Latency overhead— hosted Vapi vs. on-prem (il-cent...
# support
k
Title Latency comparison — hosted Vapi vs. on-prem (il-central-1) for calls originating in Israel --- Description Hi Vapi engineering, We’re evaluating whether to keep using the hosted Vapi SaaS backend or switch to the on-prem deployment we’re piloting in AWS il-central-1. Our callers are all in Israel and low round-trip latency is our top KPI. Could you share the expected end-to-end latency budget (human utterance → STT → LLM → TTS → audio back) for: 1. Hosted Vapi backend (your default EU/US region) when the SIP ingress is in Israel. 2. On-prem Vapi backend running entirely in il-central-1 with the same SIP ingress. A rough breakdown (network vs. processing) or any recent benchmark numbers would be very helpful in deciding which setup meets our sub-1500 ms target for conversational turn-taking. Thanks!
k
Use theon-prem Vapi deployment in AWS il-central-1, it meets your sub-1500 ms latency goal more reliably than the hosted EU/US setup, with total round-trip latency of 340–1,040 ms vs 500–1,300 ms.
k
I attempted to deploy on-premises, but it requires Nitro Enclave support. Unfortunately, AWS il-central-1 region doesn't support Nitro Enclave (I've created a separate ticket with additional details: https://discord.com/channels/1211482211119796234/1388180680533606572). @Kings_big💫 What would be the second-best deployment option while we wait for the Nitro Enclave dependency to be resolved?
k
Hey, I just replied to your another ticket. You can look at there for the answer related to Enclave support.
k
@User Which cloud provider and region do you use for hosting your EU infrastructure?
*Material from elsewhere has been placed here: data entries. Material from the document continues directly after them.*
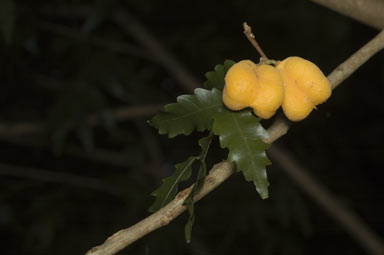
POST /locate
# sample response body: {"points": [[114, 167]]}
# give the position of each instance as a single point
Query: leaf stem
{"points": [[251, 37]]}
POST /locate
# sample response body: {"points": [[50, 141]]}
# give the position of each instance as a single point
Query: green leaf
{"points": [[241, 133], [7, 19], [204, 143], [189, 113], [168, 189], [215, 79]]}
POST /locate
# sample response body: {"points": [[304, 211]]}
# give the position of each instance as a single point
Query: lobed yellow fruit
{"points": [[256, 86], [305, 87]]}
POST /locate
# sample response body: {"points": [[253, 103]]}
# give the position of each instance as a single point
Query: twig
{"points": [[369, 12], [280, 126], [219, 173], [251, 37], [126, 236], [350, 221], [58, 177]]}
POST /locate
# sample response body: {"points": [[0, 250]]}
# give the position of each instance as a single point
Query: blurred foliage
{"points": [[60, 67]]}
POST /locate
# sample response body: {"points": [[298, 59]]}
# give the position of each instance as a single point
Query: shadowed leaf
{"points": [[168, 189], [189, 113], [241, 133]]}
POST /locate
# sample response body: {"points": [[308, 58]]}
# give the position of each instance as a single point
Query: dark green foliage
{"points": [[215, 79], [168, 189], [191, 112], [241, 133], [204, 143]]}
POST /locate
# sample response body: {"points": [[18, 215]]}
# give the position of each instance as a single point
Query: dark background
{"points": [[61, 78]]}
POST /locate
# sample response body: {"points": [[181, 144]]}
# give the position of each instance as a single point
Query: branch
{"points": [[219, 173], [162, 217], [369, 12], [281, 125], [349, 220]]}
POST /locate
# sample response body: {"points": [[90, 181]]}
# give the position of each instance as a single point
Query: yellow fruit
{"points": [[256, 86], [305, 87]]}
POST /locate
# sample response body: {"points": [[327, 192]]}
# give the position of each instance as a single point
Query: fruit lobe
{"points": [[305, 87], [256, 86]]}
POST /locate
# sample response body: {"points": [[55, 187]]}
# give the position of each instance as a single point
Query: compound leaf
{"points": [[204, 143], [189, 113], [215, 79], [168, 189], [241, 133]]}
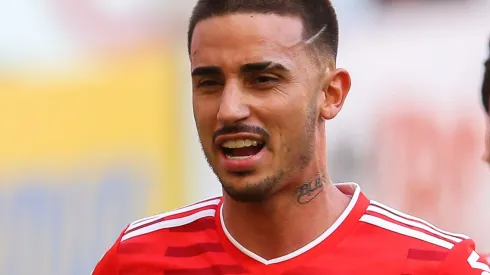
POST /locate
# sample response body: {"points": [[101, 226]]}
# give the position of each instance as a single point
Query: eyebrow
{"points": [[262, 66], [207, 70], [245, 68]]}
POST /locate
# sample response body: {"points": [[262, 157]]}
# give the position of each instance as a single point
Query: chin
{"points": [[247, 187]]}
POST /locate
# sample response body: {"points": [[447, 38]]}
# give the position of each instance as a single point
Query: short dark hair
{"points": [[485, 90], [315, 14]]}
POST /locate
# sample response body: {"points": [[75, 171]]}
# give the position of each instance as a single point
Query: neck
{"points": [[287, 221]]}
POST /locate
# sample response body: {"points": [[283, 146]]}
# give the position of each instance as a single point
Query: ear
{"points": [[336, 86]]}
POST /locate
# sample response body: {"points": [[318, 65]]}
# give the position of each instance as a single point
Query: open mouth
{"points": [[239, 149]]}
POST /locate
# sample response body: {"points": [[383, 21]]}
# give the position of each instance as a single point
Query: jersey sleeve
{"points": [[462, 259], [108, 265]]}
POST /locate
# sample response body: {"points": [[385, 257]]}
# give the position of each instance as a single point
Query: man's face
{"points": [[255, 94]]}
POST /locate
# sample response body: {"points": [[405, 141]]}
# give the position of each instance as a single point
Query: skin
{"points": [[287, 197], [486, 157]]}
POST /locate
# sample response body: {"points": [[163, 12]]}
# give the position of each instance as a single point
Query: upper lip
{"points": [[224, 138]]}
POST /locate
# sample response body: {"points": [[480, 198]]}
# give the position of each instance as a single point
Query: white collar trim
{"points": [[305, 248]]}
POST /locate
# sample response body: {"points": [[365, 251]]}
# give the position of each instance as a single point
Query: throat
{"points": [[277, 227]]}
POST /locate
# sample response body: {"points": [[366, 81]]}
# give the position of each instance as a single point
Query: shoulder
{"points": [[409, 227], [424, 243], [151, 235], [180, 217]]}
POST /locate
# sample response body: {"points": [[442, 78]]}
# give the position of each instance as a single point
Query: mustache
{"points": [[242, 128]]}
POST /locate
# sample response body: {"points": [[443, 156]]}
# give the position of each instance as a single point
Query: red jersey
{"points": [[368, 238]]}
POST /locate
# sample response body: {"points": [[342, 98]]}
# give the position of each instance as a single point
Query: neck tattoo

Since AWS il-central-1 isn't an option, I'd like to deploy my custom TTS and STT services as close as possible to your setup to minimize latency for end users, while avoiding the complexity of on-premises deployment.
k
Hey, we have hosted our servers in the US region only. We are not deploying to EU yet.
k
1. Are there any plans for this in the near future? 2. Could you clarify what @Kings_big💫 meant by "hosted EU/US setup"? 3. What are the performance implications of having servers exclusively in the US? Specifically: - Do European users experience a full round-trip to US servers for each conversational exchange? - Or have you implemented a distributed architecture to handle real-time conversation components locally? 4. Would deploying on-premise infrastructure in Europe (such as Frankfurt, Germany) significantly reduce latency for EU users, and what would be the expected improvement?
k
2. Yes( US region )
k
Yes, we do have plans to host our VAPI servers in the EU, but unfortunately, it won't be in the next quarter; it might be next year. You won't notice any performance issues related to round trip time with servers hosted in the US—it's a negligible difference. We don't have a distributed architecture to handle real-time conversation components locally, as we are using service providers deployed in the US region. If you're experiencing high latency due to your own keys, deploying VAPI as an on-prem solution in Europe won't help. If you could provide a call ID with a timestamp where you're facing a latency issue, I can take a look and try to help you out.